The Italian word panino, which means little bread, also refers to a sandwich assembled with such bread. In Italy, the sandwiches are served regular and pressed. The plural of panino is panini, which stateside, has become synonymous with a flat sandwich, heated in a clamshell-like griddle with a weighted top.
On the Santa Cruz Municipal Wharf, the Marini family has taken a rhyming opportunity to add a savory element to their sweet repertoire with Marini's Paninis. Rather humorous literarily (it's like saying Steve's geeses), these sandwiches are nothing to laugh at.
At the rear of the candy and ice cream store (they have coffee beverages, too) a billboard announces the sandwich selection.

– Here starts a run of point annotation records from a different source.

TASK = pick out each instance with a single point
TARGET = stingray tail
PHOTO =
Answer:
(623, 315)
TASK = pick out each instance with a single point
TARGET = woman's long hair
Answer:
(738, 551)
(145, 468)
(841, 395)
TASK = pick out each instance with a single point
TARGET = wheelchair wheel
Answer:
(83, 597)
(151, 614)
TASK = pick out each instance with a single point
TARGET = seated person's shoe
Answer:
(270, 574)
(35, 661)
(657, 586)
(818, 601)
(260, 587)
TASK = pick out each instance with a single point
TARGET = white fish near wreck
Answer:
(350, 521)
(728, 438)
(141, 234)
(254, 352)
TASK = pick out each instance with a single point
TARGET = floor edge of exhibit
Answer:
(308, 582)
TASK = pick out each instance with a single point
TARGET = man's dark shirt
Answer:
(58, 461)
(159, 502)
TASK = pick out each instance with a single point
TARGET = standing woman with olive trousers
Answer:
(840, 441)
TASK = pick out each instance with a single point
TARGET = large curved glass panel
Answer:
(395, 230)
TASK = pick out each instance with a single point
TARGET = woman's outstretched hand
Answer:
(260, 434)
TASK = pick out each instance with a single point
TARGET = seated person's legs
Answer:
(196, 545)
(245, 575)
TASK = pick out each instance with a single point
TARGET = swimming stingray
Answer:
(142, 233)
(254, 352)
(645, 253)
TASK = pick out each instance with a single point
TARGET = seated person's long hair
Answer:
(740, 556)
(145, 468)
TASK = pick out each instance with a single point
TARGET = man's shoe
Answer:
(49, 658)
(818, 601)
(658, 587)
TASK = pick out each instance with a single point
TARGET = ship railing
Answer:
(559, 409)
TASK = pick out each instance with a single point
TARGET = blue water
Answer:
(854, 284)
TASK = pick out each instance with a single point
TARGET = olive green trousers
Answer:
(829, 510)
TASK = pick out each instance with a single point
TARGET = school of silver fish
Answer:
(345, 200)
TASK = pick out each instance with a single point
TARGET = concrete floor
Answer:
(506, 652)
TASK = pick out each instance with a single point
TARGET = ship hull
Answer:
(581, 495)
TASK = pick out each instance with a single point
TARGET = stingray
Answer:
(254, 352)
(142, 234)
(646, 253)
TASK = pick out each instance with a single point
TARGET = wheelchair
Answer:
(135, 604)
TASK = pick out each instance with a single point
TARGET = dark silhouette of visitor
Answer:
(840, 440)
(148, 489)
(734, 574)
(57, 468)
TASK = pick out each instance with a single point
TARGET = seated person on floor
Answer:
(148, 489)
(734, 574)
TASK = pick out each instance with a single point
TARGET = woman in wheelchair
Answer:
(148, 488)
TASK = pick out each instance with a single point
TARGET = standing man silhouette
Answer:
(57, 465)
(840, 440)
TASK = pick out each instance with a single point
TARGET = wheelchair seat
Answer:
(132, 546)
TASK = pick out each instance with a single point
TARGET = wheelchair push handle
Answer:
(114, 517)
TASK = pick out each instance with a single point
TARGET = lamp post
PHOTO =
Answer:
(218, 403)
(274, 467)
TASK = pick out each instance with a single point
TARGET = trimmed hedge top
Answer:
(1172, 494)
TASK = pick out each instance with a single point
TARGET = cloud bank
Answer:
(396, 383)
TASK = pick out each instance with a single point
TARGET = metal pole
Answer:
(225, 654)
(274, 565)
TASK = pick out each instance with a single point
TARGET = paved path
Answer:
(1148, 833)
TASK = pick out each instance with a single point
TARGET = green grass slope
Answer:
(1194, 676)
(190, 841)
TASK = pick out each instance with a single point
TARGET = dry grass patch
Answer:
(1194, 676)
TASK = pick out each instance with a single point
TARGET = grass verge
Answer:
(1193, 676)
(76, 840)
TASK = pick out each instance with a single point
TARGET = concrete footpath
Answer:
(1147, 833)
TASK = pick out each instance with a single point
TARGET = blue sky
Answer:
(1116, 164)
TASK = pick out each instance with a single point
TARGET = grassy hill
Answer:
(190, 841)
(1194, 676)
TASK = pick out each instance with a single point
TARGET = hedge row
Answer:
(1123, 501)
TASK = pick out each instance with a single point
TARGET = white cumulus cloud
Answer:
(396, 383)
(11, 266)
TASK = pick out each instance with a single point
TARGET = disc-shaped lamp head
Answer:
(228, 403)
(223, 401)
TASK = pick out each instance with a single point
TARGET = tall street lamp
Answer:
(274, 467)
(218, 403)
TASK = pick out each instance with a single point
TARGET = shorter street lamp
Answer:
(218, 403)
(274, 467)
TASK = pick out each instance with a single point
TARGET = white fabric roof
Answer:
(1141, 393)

Vegetarian Classics include the Santa Cruzin' ($6.99) which combines roasted red peppers, avocado and mozarella cheese with Mediterranean mayonnaise, and the AB&J ($5.50) with almond butter and strawberry jam.
Three meat versions ($6.99) include the Cowell's Beach with Black Forest ham, cheddar cheese, mustard and mayonnaise as well as the Club J. Dub with roasted turkey, provolone, bacon, and avocado. All sandwiches can be ordered not grilled, just like in the old country.
I decided to go the "Custom" route ($5.98), choosing from a list of meats, condiments, cheeses and extras. I had to wait perhaps ten minutes, as a family of four was in the queue before me. It typically takes only about five minutes to heat the sandwich. Between a large slice of crisp-crusted and grill-marked focaccia bread were thin, peppered slices of salami, spicy rings of red onion, fat tomatoes, and provolone cheese. One half was spread with spicy whole grain mustard, the other with finely minced muffuletta filling, an herbed combination of minced green olives and red chilies.